Question 4: Given your experience in the pharmaceutical industry, does the same hold for the buzzword ‘Pharma 4.0’ as well?

If one looks up the term Pharma 4.0, they will find that it refers to adept, digitally transformed pharma manufacturing processes, i.e., processes that are more streamlined, compliant with industry norms, and quick to respond to unforeseen disruption. The concept emphasizes on digitization and automation of manufacturing and supply chain processes, thereby enabling swift turnarounds, reduced margins of error, enhanced predictive maintenance capabilities, improved product quality, reduced risk, better business understanding, proactive identification of new opportunities and much more.

While the concept of Pharma 4.0 might be well etched out, the maturity and adoption levels of organizations looking to embrace the same, might vary. There is still a lot more untapped potential in utilizing Pharma 4.0 for expanding the use of digital tools and AI powered solutions across organizations. These abilities can only be tapped into by digitally transformed firms. Those with limited digital capabilities are likely to lose out on an enviable competitive edge.

Question 5: Do you think pandemic disruption has also perhaps changed the way executives view pre-existing, conventional processes? How has it altered the ways of working in the pharma and healthcare industry?

At the start of the COVID-19 pandemic, there was an initial shock to the system. Different operational teams within the healthcare industry reacted and adapted differently. For example, while manufacturing and supply chain processes adapted really well, executives focused their efforts on solving demand problems.

Overall, the healthcare industry made substantial strides with regard to communication capabilities, especially between patients/caregivers and physicians. Traditional in-person visits drastically reduced and tele-interactions increased. There was also a growing need to prioritize patients that needed care. Additionally, the general fear of misinformation led to patients with relatively less severe medical conditions abandoning medication or not adhering to the needed treatment.

What was also observed in the healthcare industry, was a spike in digital transformation investments as stakeholders strived to bridge these operational gaps. Catalyzed digital transformation resulted in organically improved analytics capabilities, and as a result, these stakeholders were better prepared for further AI adoption.

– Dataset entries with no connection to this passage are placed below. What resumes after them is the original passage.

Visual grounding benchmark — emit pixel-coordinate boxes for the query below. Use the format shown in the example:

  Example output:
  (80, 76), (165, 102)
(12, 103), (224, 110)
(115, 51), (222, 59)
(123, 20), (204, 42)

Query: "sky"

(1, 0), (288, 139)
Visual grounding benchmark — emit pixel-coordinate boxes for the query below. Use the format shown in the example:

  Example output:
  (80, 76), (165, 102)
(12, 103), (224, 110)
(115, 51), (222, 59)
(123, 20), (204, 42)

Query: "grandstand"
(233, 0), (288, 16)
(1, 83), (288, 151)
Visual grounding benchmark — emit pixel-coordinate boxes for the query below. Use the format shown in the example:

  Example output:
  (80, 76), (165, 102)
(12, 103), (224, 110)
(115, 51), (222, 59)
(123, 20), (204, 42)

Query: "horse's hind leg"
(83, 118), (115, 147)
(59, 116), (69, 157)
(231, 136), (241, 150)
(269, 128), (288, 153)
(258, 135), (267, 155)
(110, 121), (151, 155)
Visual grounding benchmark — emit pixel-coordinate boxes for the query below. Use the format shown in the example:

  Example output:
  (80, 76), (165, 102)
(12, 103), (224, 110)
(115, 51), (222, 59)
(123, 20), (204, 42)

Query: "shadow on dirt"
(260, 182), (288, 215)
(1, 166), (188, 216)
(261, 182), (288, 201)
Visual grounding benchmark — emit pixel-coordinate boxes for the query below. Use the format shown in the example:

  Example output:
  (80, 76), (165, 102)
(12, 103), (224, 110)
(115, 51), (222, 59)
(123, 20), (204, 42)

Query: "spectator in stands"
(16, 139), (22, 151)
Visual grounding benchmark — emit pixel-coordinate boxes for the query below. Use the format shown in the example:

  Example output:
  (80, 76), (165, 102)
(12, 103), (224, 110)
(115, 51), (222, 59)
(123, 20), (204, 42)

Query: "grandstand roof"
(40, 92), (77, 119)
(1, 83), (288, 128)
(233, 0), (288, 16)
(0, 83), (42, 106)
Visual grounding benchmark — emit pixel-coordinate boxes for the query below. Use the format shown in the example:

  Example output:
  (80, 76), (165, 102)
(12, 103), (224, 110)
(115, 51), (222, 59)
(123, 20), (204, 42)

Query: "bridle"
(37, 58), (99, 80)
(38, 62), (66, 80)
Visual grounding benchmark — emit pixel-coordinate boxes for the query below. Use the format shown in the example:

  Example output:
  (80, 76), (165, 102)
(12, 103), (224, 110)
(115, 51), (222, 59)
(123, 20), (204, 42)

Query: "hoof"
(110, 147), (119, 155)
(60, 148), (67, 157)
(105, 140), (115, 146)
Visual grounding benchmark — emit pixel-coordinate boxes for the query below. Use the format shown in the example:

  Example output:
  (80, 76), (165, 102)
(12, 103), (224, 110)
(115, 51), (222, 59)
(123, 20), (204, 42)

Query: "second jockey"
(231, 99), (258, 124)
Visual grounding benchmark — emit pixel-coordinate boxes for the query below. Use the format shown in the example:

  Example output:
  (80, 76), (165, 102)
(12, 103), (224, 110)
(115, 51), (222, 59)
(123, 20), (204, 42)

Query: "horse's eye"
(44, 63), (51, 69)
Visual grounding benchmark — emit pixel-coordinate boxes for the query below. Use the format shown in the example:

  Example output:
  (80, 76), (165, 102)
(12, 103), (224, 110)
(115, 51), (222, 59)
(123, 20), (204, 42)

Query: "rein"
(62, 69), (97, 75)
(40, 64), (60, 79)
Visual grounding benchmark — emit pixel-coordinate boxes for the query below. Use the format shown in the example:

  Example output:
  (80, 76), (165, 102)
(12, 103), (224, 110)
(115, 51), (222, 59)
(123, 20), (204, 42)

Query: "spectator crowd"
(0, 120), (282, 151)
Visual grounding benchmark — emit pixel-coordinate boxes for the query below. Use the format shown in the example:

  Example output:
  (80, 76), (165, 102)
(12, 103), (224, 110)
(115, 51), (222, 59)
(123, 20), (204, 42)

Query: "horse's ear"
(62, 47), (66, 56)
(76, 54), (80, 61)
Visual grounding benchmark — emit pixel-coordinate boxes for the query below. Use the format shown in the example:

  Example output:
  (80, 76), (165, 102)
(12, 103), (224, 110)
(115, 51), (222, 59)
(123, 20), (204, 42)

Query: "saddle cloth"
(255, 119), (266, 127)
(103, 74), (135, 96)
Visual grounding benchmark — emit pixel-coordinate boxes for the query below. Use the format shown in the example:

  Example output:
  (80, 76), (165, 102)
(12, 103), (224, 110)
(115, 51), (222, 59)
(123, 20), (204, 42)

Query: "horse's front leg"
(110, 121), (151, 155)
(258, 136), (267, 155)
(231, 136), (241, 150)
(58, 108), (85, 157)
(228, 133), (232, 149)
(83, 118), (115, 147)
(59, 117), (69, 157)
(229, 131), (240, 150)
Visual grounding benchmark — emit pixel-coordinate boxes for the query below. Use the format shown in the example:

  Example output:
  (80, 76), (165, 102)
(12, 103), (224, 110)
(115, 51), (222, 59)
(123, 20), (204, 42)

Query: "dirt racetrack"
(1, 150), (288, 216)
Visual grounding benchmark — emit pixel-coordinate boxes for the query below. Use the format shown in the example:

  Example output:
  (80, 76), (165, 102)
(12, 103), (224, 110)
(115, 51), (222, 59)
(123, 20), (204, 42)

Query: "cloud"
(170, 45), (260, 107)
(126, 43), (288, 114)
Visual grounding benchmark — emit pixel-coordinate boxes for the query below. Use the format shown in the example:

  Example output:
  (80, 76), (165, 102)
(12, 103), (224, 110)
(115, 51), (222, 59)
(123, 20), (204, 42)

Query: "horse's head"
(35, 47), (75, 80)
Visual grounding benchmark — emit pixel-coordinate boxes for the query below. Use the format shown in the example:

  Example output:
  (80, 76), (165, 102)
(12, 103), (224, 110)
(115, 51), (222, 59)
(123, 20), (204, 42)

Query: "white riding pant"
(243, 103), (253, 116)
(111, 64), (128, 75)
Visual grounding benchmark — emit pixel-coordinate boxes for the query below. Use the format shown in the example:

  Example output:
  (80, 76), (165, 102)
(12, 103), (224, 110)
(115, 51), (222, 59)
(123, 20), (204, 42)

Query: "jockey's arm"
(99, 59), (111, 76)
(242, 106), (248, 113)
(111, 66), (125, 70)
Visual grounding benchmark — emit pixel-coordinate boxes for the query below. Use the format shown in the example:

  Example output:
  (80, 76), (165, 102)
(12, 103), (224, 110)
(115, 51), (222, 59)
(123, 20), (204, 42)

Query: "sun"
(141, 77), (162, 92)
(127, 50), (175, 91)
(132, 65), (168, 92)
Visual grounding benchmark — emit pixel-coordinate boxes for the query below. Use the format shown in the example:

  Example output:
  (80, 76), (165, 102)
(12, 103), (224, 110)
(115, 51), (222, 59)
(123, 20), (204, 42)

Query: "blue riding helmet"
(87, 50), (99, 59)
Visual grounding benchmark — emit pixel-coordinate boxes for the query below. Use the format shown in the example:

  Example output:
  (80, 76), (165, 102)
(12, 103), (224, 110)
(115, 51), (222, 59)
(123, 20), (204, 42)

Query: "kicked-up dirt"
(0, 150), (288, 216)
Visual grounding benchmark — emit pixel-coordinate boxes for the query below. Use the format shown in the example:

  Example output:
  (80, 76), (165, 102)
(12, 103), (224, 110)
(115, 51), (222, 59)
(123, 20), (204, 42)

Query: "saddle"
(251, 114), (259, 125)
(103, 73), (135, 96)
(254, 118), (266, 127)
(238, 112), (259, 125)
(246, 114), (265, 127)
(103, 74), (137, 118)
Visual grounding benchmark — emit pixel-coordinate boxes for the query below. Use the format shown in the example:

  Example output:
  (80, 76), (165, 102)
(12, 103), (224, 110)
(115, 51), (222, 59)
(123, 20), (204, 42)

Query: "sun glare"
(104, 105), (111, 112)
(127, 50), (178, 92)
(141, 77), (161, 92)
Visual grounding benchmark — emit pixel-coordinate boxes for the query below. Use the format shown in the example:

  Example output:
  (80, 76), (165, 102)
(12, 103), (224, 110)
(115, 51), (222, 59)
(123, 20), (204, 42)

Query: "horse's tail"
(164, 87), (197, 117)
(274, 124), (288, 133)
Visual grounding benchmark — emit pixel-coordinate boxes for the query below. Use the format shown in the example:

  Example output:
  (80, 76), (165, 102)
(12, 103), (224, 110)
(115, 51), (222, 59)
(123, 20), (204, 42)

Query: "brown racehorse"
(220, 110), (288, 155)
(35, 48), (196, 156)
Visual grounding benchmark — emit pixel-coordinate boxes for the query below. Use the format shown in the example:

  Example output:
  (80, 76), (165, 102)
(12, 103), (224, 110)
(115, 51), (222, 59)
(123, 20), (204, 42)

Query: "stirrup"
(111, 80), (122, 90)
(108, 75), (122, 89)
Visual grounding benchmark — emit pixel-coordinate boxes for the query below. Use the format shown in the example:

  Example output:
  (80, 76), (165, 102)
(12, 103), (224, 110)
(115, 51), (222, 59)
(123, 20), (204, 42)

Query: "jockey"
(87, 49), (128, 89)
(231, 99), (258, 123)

Question 6: Finally, shifting focus to your career – you have worked in healthcare marketing for a long time now. What has prompted you to make a career change to analytics consulting & focusing on AI/ML based solutions?

In the last few years, I have witnessed how the healthcare industry has been pushing the envelope by enhancing data and analytics capabilities like a CPG firm or a retailer would, focusing on engaging customers better, tailoring offerings to their needs instead of a one-size-fits-all approach and creating maximum value for users.

My career shift, therefore, could not have been better timed. It bodes really well that MathCo.’s intrinsic way of working is to customize solutions with pertinent AI and ML tools – to help customers discover what is best for them to drive decision making and improve their overall analytical maturity.

By building custom analytics products for businesses across industries and their specific pain points, I think that MathCo. is truly enabling robust, end-to-end analytics journeys - right from the stage of conceptualization until consumption. This next gen problem-solving approach is key to ensuring that the future is filled with innovative, industry-agnostic processes, that revolutionize our ways of working and help customers derive immense value.

I am sure that the experience will facilitate a wide variety of learning – along with tremendous fulfilment when analytics products truly get mobilized, and fuel data into decisions that herald in next-gen analytics capabilities.